(no subject)

Jul 26, 2007 13:38

1. What curse word do you use the most?
Dammit. I think.

2. Do you own an iPod?
So what if I do?

3. What person on your flist do you talk to the most?
>_> Jason

4. What time is your alarm clock set to?
Right now it's set to 12am because the power went out for a second the other night.

5. Do you still remember the first person you kissed?
...what a silly question.

6. Do you remember where you were on 9/11/01?
In a hotel room somewhere around Vallejo, CA, having just flown overnight to attend Judy's father's funeral. I thought Dad and Judy were watching a movie. It wasn't a movie. o_o

7. Would you rather take the picture or be in the picture?
I hate having pictures taken of me. But I also hate taking pictures of other people.

8. What was the last movie you watched?
Transformers D:

9. Do any of your friends have children?
Yeah, Lindsay has a baby...

10. Has anyone ever called you lazy?
I've called myself lazy, but I don't know if I'm sedimentary enough for other people to think so...

11. Do you ever take medication to help you fall asleep?
Only that one time when I was on codeine, and I only took it twice.

12. What cd is currently in your cd player?
The disc that came with my Spanish book. The guy has a Barcelona accent. I don't like it.

13. Do you prefer regular or chocolate milk?
Chocolate milk. D:

14. Has anyone told you a secret this week?
I honestly couldn't tell you.

15. When was the last time you had Starbucks?
Never?

16. Can you whistle?
Yeah, but I usually do it by sucking in instead of blowing out. Apparently it works both ways.

17. What is the first thing you notice about the opposite sex?
I normally don't?

18. What are you looking forward to?
NOT WORKING. Tonight's my last night from a 10-day run. ;_;

19. Did you watch cartoons as a child?
What kid doesn't watch cartoons?

20. Do you own any band t-shirts?
Only one from when I was in the Purple Regiment, but I don't think that's what the question was asking.
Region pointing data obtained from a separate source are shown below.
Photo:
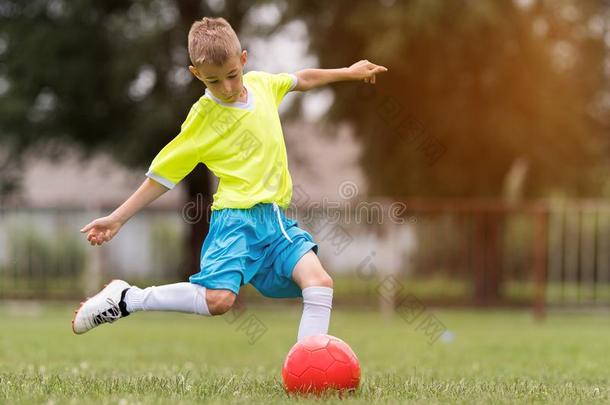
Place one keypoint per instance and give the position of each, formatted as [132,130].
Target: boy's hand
[102,230]
[365,70]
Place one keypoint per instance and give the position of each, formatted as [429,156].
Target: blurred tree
[104,75]
[474,88]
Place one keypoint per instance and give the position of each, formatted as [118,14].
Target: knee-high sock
[317,304]
[179,297]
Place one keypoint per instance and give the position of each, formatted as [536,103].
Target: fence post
[540,263]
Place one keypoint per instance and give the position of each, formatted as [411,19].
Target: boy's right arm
[103,229]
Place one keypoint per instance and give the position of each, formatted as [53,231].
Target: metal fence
[446,252]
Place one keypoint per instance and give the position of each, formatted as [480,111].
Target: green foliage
[472,87]
[41,265]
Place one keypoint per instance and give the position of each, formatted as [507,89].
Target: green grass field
[494,357]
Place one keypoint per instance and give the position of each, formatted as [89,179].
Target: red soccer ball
[318,363]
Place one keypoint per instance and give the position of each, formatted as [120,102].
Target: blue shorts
[258,245]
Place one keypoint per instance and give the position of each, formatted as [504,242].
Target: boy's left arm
[308,79]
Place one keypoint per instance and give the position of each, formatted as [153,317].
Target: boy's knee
[320,280]
[220,301]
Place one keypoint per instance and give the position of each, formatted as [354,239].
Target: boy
[250,239]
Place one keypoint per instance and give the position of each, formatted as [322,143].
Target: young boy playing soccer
[250,240]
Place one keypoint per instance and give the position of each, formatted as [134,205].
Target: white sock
[317,303]
[179,297]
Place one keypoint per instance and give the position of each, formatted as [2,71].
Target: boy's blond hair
[212,40]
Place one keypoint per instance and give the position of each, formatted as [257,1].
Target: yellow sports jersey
[241,143]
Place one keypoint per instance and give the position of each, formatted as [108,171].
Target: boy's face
[225,82]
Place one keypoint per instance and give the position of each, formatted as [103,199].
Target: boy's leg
[317,290]
[180,297]
[118,299]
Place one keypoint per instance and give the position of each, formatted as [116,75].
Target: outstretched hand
[102,230]
[365,70]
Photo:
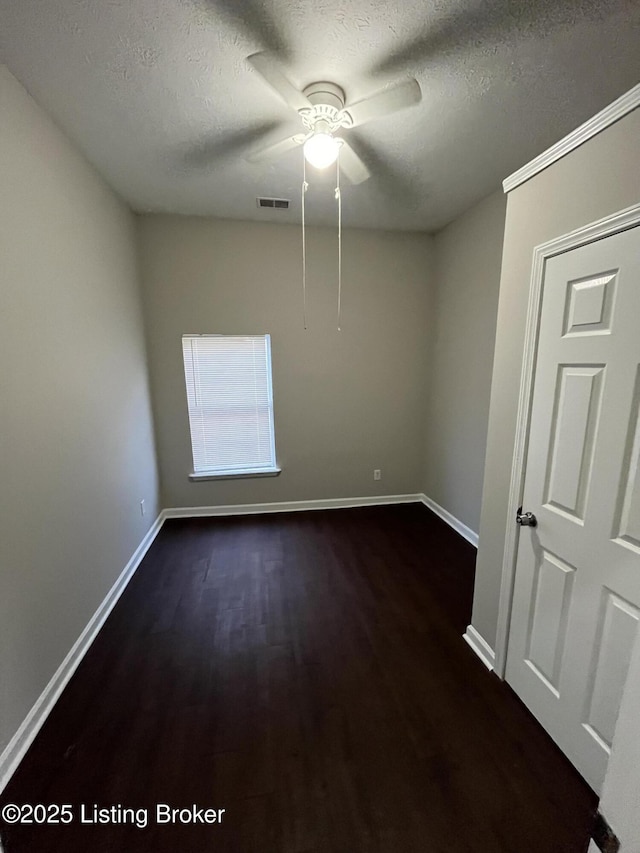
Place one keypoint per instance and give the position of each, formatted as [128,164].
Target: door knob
[526,519]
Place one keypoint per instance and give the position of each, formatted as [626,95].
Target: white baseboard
[21,741]
[287,506]
[480,647]
[451,520]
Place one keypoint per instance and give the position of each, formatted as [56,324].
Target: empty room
[319,426]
21. What will you be doing in one hour?
Probably pissing and moaning to myself about doing housework. I'm not feeling very motivated today.

22. Is anyone in love with you?
I like chocolate!

23. What was the last song you heard?
Something You'll Never Find

24. Last time you cried?
I can't remember.

25. Are you on a desktop computer or a laptop?
laptop

26. Are you currently wanting any piercings or tattoos?
Someday I'd like to have piercings all up and down my left ear, but it probably won't happen.

27. What’s the weather like?
Overcast. It's been a pretty mild summer so far. =\

28. Would you ever date a girl/guy covered in tattoos?
Probably not, but not necessarily because of the tattoos. The underlying issue would probably be that they apparently don't have anything better to do with their time and money except draw on themselves. But what do I know?

29. What did you do before this?
Let Scruffy outside.

30. When is the last time you slept on the floor?
When Jason and I helped Shannonpants move back in June.

31. How many hours of sleep do you need to function?
To function? I can usually get away with 5 or 6. But normally? Around 10.

32. Do you eat breakfast daily?
I'm never up in time.

33. Are your days fast-paced?
Well, I DID read that damn Harry Potter book at a break-neck pace.

34. What did you do last night?
Worked, played The Sims until the wee hours of the morning.

35. Do you use sarcasm?
Not at all!

36. How old will you be turning on your next birthday?
21, and I don't even plan on drinking.

37. Are you picky about spelling and grammar?
Moreso than most.

38. Have you ever been to Six Flags?
Yeah, but I didn't go on any of the rides.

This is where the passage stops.